This year, the Forum will focus on ways to spur development through commodity production and trade, and on practical approaches to developing supply markets in commodity-dependent developing countries. Participants are also expected to discuss the sovereign debt crisis and analyse the trade-related innovations developed in response to the credit crunch. A special session is going to be dedicated to identifying opportunities for applying existing private-sector solutions to the challenges faced by developing countries.

The third GCF is divided into two parallel streams: the Plenary A stream treats the Forum’s overall theme of harnessing development gains from commodities production and trade; the Parallel B  stream examines the development of supply markets in commodity-dependent countries.

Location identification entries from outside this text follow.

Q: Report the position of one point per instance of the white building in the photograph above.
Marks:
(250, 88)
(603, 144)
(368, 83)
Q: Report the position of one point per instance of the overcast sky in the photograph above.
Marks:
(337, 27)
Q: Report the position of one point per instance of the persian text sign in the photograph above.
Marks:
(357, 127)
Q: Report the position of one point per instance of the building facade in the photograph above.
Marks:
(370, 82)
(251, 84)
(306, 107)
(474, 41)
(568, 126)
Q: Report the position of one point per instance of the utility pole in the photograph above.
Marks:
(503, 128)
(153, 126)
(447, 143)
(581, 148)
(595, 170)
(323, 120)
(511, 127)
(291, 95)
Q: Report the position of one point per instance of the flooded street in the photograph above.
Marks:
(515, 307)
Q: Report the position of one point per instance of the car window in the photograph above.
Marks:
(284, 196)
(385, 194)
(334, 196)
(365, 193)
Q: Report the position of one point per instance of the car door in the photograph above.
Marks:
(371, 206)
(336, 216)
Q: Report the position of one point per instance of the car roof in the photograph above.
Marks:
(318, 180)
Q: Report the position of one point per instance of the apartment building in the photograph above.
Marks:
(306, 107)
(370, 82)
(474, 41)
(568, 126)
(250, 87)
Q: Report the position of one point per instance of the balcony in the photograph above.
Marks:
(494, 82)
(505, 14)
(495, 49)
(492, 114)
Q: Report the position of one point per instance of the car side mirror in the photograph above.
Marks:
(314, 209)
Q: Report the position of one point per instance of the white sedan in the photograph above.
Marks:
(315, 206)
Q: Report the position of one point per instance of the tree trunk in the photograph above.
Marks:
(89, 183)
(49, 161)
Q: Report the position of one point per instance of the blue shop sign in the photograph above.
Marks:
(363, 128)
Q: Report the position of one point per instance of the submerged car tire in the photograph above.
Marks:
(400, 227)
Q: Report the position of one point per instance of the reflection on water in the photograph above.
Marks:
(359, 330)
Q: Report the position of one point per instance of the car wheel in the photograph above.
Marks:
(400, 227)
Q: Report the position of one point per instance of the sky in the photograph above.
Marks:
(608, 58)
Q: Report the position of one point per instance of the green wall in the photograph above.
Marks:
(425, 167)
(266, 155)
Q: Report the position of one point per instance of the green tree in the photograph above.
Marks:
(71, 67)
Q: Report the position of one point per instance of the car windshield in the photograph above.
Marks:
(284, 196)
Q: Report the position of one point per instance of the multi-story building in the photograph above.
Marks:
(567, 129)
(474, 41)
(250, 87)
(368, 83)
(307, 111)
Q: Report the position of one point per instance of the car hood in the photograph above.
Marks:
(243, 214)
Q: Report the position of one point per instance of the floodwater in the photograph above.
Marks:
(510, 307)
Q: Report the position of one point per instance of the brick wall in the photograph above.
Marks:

Plenary A: Recent developments in international commodities trade, their impacts and implications (Joint A1/B1); The sovereign debt crisis and its impacts on commodities production and trade (A2); Trade-related financial innovations developed in response to the post-2008 credit crunch (A3); Key challenges facing commodity-dependent developing countries (A4/5); Identifying emerging opportunities in the changing global energy mix (A6); Practical examples of supply chain development in developing countries (A7).

Parallel B: Recent developments in international commodities trade, their impacts and implications (Joint A1/B1); In practice: Financing commodity-based development in developing countries (B2/3); Expanding access to markets and trade-enabling tools (B4/5); Identifying potential opportunities for collaboration (B6/7).

From the concept note: Many developing countries are heavily dependent on exports of commodities. Throughout most of the 1980s and 1990s, prices for these goods remained low, but since 2002 they have risen considerably. Despite the resulting increase in the value of their chief exports, most commodity-dependent developing countries (CDDCs) have been unable to convert the additional revenue into a diversification of their export industries. Since 2002, the number of countries whose commodity exports represent more than 60% of merchandise exports has risen from 85 to 91.

Their persistent dependence on commodities exports has been particularly poignant for CDDCs as the fallout from the 2008 global economic crisis continues.  Many of these nations are dependent on imports of food, oil, and manufactured goods. Poverty and food security are often pressing concerns. As the global crisis has squeezed government and household budgets, CDDCs find themselves less able to confront these major challenges. It is vital for them to realize greater lasting value from their commodities exports.

Over the past year, the pressure on CDDCs has increased with the worsening of the sovereign debt crisis, which threatens to reduce the amount of credit available to commodities producers and to increase the amount of speculative capital that flows from financial markets into commodities in search of profitable investments. Continued price volatility in commodities markets has prompted high-level collaborative international action, including most recently by the UN High Level Task Force (UN HLTF) and the G-20 grouping of major economies. This year’s UNCTAD Global Commodities Forum (GCF) will focus on what CDDCs can do to reverse the pattern. The event’s theme is ‘Harnessing development gains from commodities production and trade.’